As gradients are multiplied together backward through many layers, they can become extremely small — effectively zero. Deep networks with sigmoid activations were particularly prone to this because sigmoid’s derivative is at most 0.25, so multiplying 10 of them gives at most 0.25^10 ≈ 10^-6.

Solutions:

  • ReLU activations — derivative is 1 (not < 1) when active, so gradients don’t shrink with depth
  • Batch normalization — normalizes activations at each layer, preventing extreme values
  • Residual connections (ResNets) — add skip connections that provide gradient highways bypassing many layers

Exploding gradients

The opposite problem — gradients grow exponentially large, causing unstable training.

Solutions:

  • Gradient clipping — cap the gradient norm at a maximum value
  • Lower learning rate
  • Careful weight initialization (Xavier, He initialization)

Learning rate sensitivity

The learning rate is the most important hyperparameter. Too high: training diverges. Too low: training is impossibly slow or gets stuck in poor local minima.

Solutions:

  • Learning rate schedules — start high, decay over training
  • Adaptive optimizers — Adam, AdaGrad automatically tune per-parameter learning rates
  • Learning rate warmup — start very low, increase gradually (important for large transformers)

The loss landscape

Backprop optimizes a loss surface that is high-dimensional and non-convex. For a model with 100 million parameters, the loss is a function in 100 million dimensions.

Good news: empirical evidence shows that large networks rarely get stuck in bad local minima. The saddle points are more common than local minima, and stochastic gradient descent tends to escape saddle points. In practice, neural networks optimize surprisingly well despite the theoretical complexity.


What backprop can and cannot tell you

Backprop is a computational method for efficiently computing gradients.
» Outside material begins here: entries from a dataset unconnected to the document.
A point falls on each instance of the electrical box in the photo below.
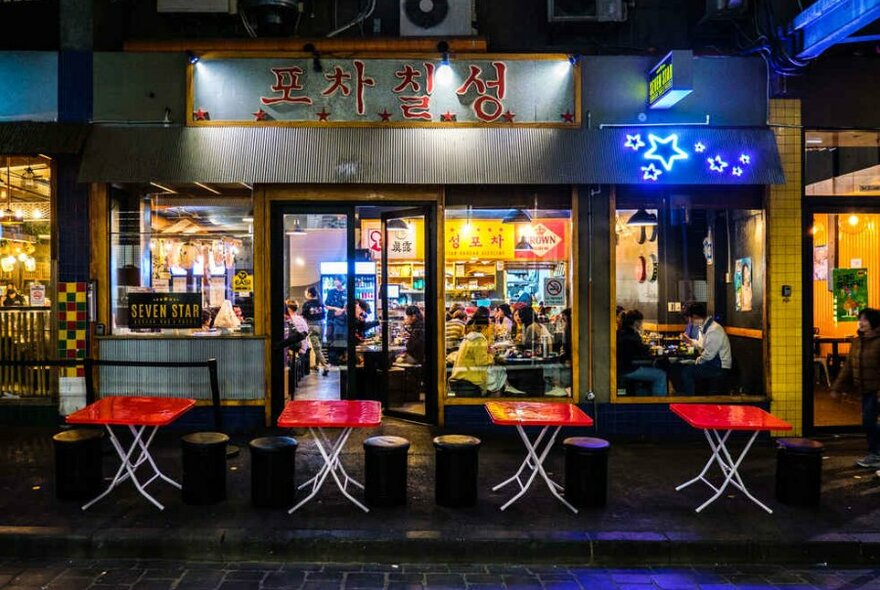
(224, 6)
(436, 18)
(586, 10)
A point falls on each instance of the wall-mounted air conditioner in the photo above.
(227, 6)
(586, 10)
(436, 18)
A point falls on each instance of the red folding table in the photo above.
(320, 414)
(548, 415)
(140, 415)
(718, 421)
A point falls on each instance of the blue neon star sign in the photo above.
(665, 161)
(716, 164)
(634, 141)
(651, 172)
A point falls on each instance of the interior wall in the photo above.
(632, 294)
(865, 246)
(307, 252)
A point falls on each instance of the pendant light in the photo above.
(642, 218)
(9, 217)
(29, 177)
(517, 216)
(297, 228)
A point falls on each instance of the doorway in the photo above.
(358, 281)
(841, 277)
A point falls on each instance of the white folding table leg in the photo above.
(536, 463)
(732, 475)
(527, 462)
(331, 464)
(128, 466)
(713, 458)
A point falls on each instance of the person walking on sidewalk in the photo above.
(861, 373)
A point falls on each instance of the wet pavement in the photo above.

It tells you what direction to move the weights. It does not tell you:

  • How to choose the learning rate
  • Whether you’ve reached a good solution
  • Whether the model is overfitting
  • What the model has “learned” semantically

These remain the hard problems of training neural networks — and they require judgment, experimentation, and good evaluation practices that go beyond the mechanics of backprop itself.


Summary

  1. Forward pass: Compute predictions and intermediate activations, storing them all
  2. Loss: Measure how wrong the prediction is with a loss function
  3. Backward pass: Apply the chain rule backward through the network, computing ∂L/∂W for every weight in one efficient pass
  4. Update: Subtract (learning rate × gradient) from each weight
  5. Repeat: Across millions of training examples

This loop, run billions of times across massive datasets, is how neural networks learn to do remarkable things. Modern frameworks automate step 3 via automatic differentiation, so you write the forward pass and get the backward pass for free.

Understand this loop and you understand the foundation of essentially all of modern deep learning.